Ask.Cyberinfrastructure

Access to /dev/infiniband from user space

Hi,

I’m trying to get a singularity container to run using the infiniband network on a cluster I have access to. I can get it to run using MPI fine, but it’s only using TCP/IP and hence the MPI performance is 10x slower than it should be.

Tracing through where things are going wrong it looks like it’s failing where it’s trying to write to: /dev/infiniband/uverbs0. It looks like it doesn’t have permission to write into there, although such a call works fine for applications run outside singularity (for debugging all I’m running is ibv_devinfo inside and outside singularity and stracing what happens).

Anyone any ideas why this would happen or what I should do to get around this issue?

thanks

Hi Adrian,

Singularity recommendations explicitly says 'To support infiniband the container must support it". It means that you have to install infiniband libraries and link MPI to them inside the container.

IMHO, bind-mount external libraries can be a dangerous approach and must be done carefully.
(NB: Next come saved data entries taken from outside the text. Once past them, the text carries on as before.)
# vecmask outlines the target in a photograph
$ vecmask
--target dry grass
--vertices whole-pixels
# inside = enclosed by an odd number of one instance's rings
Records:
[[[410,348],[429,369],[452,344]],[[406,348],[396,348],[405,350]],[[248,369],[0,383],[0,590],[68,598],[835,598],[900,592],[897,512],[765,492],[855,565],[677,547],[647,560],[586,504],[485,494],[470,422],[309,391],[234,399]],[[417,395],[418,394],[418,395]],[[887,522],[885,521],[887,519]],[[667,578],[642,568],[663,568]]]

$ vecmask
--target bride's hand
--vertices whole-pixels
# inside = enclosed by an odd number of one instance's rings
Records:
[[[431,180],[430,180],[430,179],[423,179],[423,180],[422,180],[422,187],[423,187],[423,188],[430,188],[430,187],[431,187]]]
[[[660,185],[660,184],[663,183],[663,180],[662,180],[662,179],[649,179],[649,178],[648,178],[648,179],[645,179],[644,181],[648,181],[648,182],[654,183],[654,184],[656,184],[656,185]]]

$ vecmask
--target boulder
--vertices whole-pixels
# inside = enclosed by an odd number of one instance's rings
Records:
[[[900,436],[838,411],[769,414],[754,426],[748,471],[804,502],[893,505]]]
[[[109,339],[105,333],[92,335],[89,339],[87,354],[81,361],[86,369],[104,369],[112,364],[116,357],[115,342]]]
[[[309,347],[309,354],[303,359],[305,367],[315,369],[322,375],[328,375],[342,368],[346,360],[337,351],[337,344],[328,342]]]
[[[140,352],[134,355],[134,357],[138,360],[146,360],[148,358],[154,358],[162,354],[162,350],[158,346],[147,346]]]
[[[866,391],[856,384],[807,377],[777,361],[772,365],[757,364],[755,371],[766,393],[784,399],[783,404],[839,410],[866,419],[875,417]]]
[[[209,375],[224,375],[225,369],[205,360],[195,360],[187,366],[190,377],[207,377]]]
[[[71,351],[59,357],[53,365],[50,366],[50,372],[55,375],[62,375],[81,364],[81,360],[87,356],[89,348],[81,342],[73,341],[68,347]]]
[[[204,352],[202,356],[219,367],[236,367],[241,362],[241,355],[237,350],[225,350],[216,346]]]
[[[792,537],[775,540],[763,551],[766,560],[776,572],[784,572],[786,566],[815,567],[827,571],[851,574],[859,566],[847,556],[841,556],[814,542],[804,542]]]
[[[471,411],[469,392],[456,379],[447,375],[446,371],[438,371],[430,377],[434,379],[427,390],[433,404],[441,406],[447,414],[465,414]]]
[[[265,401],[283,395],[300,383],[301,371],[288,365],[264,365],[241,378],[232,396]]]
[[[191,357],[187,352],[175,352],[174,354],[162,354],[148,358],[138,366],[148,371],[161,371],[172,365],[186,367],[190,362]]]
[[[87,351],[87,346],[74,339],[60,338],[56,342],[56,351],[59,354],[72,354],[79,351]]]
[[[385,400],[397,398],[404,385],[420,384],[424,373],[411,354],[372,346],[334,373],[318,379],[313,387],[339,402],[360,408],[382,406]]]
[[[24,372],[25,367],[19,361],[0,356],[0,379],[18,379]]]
We can tell that bind-mounting host libraries inside the container is safe whenever these libraries maintains API/ABI compatibility.

Can you tell us which library are you overwriting that is the one incompatible (host-container versions)?

Here I’ve a singularity recipe to install infiniband libraries, It’s old stuff and probable there are more up-to-date recipes anywhere:

Here is a solution in one of the singularity issues:

Finally, containers are usually built outside of the HPC and libraries/application must be compiled against OpenMPI/PMIx/IB stuff before moving the container to the infrastructure. If you decide to bind-mount host libraries, do not forget to install things before into the container.

Hope it helps!

Víctor

1 Like

In addition, I would like to also post another (debian based) Singularity recipe piece where I install infiniband dependencies:

...
apt-get install -y dkms infiniband-diags libibverbs* ibacm librdmacm* libmlx4* libmlx5* mstflint libibcm.* libibmad.* libibumad* opensm srptools libmlx4-dev librdmacm-dev rdmacm-utils ibverbs-utils perftest vlan ibutils 

Here I’m installing too much things, probably the installation of some of these libraries can be avoided.

Best,
Víctor

Hi Victor,

Thanks, I think the issue I encountered here was a difference between the versions of the infiniband drivers on the host and installed inside the container. Getting the correct infiniband drivers to install in the container is not always possible, i.e.:
http://www.mellanox.com/page/products_dyn?product_family=26&mtag=linux_sw_drivers
The only available drivers are the latest version and don’t match those installed on the host system. In this case it seems the only way to get the container to use infiniband rather than TCP/IP is to bind the host infiniband drivers.

1 Like

I should have said, this is Singularity 3.0.3, I’ve installed the infiniband drivers inside the container and strace is showing they are being found. It is likely the infiniband libraries inside the container are not exactly the same version as on the system. At the point I’m getting this error I’ve not yet touched MPI, I’m still just trying to get the infiniband tools working (i.e. ibv_devinfo which should just print out the details information about the infiniband devices I have in the system). ibstat does work, so the container can see the infiniband device is there, but it cannot access it to get detailed information (which I can do outside the container).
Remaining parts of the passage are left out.